Certain aspects of these rules resemble rules already in place in many states. For example, 20 states (including states that are friendly to the oil and gas industry such as Texas, Oklahoma, and Louisiana) already require operators to make certain disclosures to FracFocus regarding the composition of the frac fluid used in hydraulic fracturing projects.However, the federal rules differ from the disclosure requirements in most states in that both names and maximum concentrations must be disclosed. These rules seem to go further than state regulation in certain other areas too. For example, the new regulations provide fairly stringent rules about how fluids recovered during hydraulic fracturing operations must be stored. This is in contrast to some states, such as Pennsylvania, which provide a wider array of acceptable options for storing fluids recovered from hydraulic fracturing operations. While the government has projected these new rules will result in additional costs of approximately $5,500 per well, the industry believes the new costs will be more than $97,000 per well.
The Path Forward
The path forward in wake of these new rules is unclear, as the regulations have received praise by some and criticism from others. The Bureau of Land Management has stated that this rule may serve as a model for states desiring to craft legislation for regulating drilling activities on private land. U.S. Representative Tom Reed of New York has suggested that the state of New York look to these new regulations and attempt to draft state legislation that provides a way forward for developing the Marcellus Shale in New York.

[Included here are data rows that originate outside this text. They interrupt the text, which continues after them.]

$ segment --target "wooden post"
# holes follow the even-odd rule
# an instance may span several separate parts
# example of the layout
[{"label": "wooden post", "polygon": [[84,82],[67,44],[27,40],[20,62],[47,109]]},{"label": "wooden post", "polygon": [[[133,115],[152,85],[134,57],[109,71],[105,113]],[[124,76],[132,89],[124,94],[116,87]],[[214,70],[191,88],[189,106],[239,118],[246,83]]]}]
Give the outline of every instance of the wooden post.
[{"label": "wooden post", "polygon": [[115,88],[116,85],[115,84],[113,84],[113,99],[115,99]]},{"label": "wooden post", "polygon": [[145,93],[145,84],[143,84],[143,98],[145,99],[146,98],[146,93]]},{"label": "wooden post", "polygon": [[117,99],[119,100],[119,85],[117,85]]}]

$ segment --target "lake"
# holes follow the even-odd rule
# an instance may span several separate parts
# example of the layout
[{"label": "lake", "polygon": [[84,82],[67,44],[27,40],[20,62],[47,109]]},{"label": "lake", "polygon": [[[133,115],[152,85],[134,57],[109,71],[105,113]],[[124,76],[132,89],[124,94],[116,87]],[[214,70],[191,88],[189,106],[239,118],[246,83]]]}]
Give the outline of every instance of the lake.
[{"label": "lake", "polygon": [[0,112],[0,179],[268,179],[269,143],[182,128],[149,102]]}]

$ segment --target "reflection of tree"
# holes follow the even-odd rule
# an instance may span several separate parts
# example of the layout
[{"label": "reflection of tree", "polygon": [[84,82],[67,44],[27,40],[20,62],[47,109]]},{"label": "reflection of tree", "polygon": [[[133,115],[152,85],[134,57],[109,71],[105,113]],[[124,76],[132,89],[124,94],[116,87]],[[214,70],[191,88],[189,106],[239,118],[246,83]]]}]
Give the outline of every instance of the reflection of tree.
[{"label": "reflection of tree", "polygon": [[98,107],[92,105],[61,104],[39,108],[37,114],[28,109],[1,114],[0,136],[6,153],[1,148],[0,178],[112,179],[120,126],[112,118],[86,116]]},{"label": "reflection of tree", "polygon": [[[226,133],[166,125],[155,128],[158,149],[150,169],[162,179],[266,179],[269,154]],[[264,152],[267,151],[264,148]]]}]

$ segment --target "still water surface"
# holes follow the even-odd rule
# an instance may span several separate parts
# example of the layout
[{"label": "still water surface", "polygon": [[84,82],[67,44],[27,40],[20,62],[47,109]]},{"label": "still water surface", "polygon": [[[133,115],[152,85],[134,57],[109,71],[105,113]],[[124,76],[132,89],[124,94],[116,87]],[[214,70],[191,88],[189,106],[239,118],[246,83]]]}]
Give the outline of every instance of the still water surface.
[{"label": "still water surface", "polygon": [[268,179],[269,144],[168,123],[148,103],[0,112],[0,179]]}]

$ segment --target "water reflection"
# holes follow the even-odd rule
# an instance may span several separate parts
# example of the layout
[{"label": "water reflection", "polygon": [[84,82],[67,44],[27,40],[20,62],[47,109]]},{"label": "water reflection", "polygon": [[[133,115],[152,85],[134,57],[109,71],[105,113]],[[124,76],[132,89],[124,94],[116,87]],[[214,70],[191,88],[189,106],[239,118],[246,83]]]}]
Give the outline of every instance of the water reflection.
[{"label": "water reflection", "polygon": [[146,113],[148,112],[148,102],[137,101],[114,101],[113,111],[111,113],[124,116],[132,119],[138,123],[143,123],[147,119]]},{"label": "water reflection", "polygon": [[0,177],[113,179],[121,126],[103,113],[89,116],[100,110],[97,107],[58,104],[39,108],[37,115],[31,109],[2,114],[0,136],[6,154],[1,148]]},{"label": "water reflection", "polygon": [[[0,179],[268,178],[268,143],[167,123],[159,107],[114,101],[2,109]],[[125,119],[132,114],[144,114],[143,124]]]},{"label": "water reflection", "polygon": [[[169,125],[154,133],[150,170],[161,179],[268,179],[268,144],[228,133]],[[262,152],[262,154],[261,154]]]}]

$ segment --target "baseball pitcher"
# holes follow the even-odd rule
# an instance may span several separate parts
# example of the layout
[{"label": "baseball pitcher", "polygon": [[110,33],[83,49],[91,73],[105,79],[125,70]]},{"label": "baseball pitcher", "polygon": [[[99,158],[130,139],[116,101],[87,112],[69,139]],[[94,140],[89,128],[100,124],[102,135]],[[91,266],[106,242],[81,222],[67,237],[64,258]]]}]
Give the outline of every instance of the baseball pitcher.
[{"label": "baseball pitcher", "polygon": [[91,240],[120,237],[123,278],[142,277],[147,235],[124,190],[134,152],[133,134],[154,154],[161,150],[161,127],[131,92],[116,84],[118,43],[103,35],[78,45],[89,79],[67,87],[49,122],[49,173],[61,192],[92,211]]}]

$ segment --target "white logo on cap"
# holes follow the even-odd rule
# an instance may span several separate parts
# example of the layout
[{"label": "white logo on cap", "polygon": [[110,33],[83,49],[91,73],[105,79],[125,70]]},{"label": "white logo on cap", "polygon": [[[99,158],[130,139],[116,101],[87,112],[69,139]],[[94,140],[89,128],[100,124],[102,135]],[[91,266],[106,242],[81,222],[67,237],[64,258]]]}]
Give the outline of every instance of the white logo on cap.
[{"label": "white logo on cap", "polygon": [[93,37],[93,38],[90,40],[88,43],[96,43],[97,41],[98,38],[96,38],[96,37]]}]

However, despite receiving praise from some public officials and environmental groups, others from these groups and those in the oil and gas industry have voiced strong opposition to the new rules. Certain congressional members have already introduced legislation that would leave fracking regulations completely in the hands of the states. Further, some industry groups and states, such as Wyoming and North Dakota, have already begun questioning the legality of these regulations. Two industry groups have filed a petition for review in federal court in Wyoming alleging that the DOI enacted these regulations without sufficient evidence to support the need for them. Further, the groups allege the regulations constitute arbitrary and unnecessary burdens that duplicate state law or improperly curtail the jurisdiction of state governments and are not properly tailored to achieve a legitimate government purpose. On March 26, 2015, Wyoming became the first state to challenge the DOI's authority to enact the rules by alleging the rules exceed the DOI's authority and usurp existing state regulations.